Old Fort Bridger, east of Salt Lake City.
In the matter of the necessaries of life, we had times of plenty and times of scarcity. There were places where our cattle were knee-deep in wild, succulent grasses, and there were times when they had nothing but the coarse and wilted sheaves of grass carried along the trail from the last camp. Flour, coffee, and bacon never failed us; and there were times when we had more fresh meat than we could eat. In the buffalo country, of course, we had the wholesome beef of that then multitudinous animal in every possible variety. In the Rocky Mountain region, antelope, prairie-dogs, black-tail deer, jack-rabbits, and occasionally sage-hens gave us an enjoyable change from our staple diet of bacon and bread. The antelope were very wild and timid, and no one thought of chasing them; they were brought down by stratagem. A bright-colored handkerchief fastened to a ramrod stuck into the ground was a lure which no antelope could resist. A small drove of these inquisitive creatures would circle distantly round and round the strange flag: but ever drawing nearer, sometimes pausing as if to discuss among themselves what that thing could possibly be, they would certainly come at last within gunshot of the patient hunter lying flat on the ground; a rifle-ball would bring down one of the herd, and the rest would disappear as if the earth had swallowed them.

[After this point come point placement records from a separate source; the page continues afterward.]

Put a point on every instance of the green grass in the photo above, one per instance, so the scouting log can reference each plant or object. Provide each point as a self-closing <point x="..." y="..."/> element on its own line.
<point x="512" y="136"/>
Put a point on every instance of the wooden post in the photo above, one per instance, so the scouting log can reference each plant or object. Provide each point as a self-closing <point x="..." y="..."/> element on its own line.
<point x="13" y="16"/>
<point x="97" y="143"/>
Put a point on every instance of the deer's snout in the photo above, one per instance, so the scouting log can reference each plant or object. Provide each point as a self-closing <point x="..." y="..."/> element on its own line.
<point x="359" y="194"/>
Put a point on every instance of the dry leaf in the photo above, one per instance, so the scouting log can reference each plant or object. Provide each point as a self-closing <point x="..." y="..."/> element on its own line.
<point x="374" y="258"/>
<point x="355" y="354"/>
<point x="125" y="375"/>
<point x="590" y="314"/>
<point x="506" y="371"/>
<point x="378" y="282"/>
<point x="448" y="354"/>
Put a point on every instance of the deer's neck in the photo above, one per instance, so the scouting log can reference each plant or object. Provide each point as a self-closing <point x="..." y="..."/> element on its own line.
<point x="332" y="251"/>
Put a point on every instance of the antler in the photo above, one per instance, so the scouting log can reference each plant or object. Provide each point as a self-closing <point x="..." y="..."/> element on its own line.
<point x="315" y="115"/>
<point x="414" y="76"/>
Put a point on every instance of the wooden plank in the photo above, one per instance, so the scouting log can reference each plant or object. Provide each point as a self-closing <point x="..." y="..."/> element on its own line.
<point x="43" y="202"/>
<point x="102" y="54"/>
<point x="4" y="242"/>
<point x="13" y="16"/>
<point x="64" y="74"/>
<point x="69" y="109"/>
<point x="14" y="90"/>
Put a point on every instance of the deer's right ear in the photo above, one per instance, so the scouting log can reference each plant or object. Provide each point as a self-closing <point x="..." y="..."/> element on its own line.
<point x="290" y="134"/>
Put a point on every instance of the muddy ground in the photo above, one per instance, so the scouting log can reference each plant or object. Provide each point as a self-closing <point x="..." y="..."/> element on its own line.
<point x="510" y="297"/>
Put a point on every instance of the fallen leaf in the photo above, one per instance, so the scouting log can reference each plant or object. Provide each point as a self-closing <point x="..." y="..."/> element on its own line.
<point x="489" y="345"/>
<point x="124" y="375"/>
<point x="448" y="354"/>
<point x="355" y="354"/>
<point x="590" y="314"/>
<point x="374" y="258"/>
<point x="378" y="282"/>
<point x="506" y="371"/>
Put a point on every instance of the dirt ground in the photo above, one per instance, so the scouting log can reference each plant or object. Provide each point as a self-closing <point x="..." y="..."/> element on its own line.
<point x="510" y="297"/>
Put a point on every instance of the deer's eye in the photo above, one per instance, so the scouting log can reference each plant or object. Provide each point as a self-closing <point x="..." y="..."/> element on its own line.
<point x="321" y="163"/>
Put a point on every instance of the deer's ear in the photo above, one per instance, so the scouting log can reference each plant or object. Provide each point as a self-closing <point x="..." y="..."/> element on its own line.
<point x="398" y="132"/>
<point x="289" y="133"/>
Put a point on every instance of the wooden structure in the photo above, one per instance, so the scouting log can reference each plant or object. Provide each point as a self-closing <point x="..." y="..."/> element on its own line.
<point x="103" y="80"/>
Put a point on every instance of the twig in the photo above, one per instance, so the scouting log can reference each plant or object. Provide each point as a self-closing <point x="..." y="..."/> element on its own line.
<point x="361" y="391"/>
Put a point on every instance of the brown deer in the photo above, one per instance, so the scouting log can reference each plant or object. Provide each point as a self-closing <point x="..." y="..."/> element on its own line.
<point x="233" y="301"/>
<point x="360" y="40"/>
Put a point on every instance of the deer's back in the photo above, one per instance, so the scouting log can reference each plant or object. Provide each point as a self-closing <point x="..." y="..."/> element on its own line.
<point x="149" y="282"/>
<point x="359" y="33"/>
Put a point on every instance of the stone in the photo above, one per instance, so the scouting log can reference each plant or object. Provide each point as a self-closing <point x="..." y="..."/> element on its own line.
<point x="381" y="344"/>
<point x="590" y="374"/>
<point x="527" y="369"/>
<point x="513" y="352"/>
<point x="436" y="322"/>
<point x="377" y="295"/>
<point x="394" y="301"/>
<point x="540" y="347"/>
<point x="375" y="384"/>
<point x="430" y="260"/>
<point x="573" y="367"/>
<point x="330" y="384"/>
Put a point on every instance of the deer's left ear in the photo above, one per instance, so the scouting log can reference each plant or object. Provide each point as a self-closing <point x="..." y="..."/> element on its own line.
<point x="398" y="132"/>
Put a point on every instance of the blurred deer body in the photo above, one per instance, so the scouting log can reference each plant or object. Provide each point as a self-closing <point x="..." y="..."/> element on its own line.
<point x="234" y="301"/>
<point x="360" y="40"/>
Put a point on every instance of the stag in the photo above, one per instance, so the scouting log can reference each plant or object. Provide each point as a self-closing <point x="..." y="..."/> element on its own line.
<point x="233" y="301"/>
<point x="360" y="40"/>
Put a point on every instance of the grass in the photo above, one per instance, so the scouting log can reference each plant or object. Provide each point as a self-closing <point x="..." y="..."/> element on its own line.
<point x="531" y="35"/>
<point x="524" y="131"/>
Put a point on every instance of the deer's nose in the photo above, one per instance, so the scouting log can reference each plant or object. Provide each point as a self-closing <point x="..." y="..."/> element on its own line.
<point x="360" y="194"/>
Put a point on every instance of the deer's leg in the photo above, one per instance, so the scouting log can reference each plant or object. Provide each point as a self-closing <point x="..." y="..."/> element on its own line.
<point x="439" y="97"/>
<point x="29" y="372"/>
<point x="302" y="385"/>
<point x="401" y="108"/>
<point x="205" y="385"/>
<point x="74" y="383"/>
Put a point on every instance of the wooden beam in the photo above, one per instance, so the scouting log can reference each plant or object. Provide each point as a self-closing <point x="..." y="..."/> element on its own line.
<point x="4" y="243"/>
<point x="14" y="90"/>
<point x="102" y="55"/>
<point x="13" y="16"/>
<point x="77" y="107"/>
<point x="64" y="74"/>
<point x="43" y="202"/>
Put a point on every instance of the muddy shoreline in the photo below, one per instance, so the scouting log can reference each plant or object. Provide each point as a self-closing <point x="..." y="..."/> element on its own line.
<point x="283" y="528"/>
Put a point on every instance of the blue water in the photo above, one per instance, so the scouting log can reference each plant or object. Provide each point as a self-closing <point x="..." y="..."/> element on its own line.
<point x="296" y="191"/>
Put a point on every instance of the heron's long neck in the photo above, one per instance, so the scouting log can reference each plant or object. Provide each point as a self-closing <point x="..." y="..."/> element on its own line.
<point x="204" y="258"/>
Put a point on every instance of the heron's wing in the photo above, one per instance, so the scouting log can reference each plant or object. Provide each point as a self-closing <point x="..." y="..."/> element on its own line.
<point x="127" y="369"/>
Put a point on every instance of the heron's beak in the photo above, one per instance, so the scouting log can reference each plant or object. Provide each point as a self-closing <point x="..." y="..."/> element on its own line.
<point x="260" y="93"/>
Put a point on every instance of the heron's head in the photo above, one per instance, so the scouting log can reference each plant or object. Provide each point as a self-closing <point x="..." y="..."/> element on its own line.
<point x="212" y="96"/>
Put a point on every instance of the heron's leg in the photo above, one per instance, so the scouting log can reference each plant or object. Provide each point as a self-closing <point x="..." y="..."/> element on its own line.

A lane through the buffalo herd.
In the heart of the buffalo country the buffaloes were an insufferable nuisance. Vast herds were moving across our trail from south to north, trampling the moist and grassy soil into a black paste, and so polluting the streams and springs that drinking-water was often difficult to obtain. The vastness of some of these droves was most impressive, in spite of the calamitous ruin they left behind them. As far as the eye could reach, the surface of the earth was a heaving mass of animal life; the ground seemed to be covered with a brown mantle of fur. As we advanced along the trail, the droves would quietly separate to our right and left, leaving a lane along which we traveled with herds on each side of us. From an eminence, looking backward and forward, one could see that we were completely hemmed in before and behind; and the space left for us by the buffalo moved along with us. They never in the least incommoded us by any hostile action; all they asked, apparently, was to be let alone.
First view of Salt Lake from a mountain pass.
The buffalo is not the clumsy animal he looks in captivity or in pictures. It is a fleet horse that can overtake him; and to see him drop into a wallow while on a keen run, roll over and over two or three times, and skip to his feet and away with his comrades with the nimbleness of a kitten, is a sight to be remembered.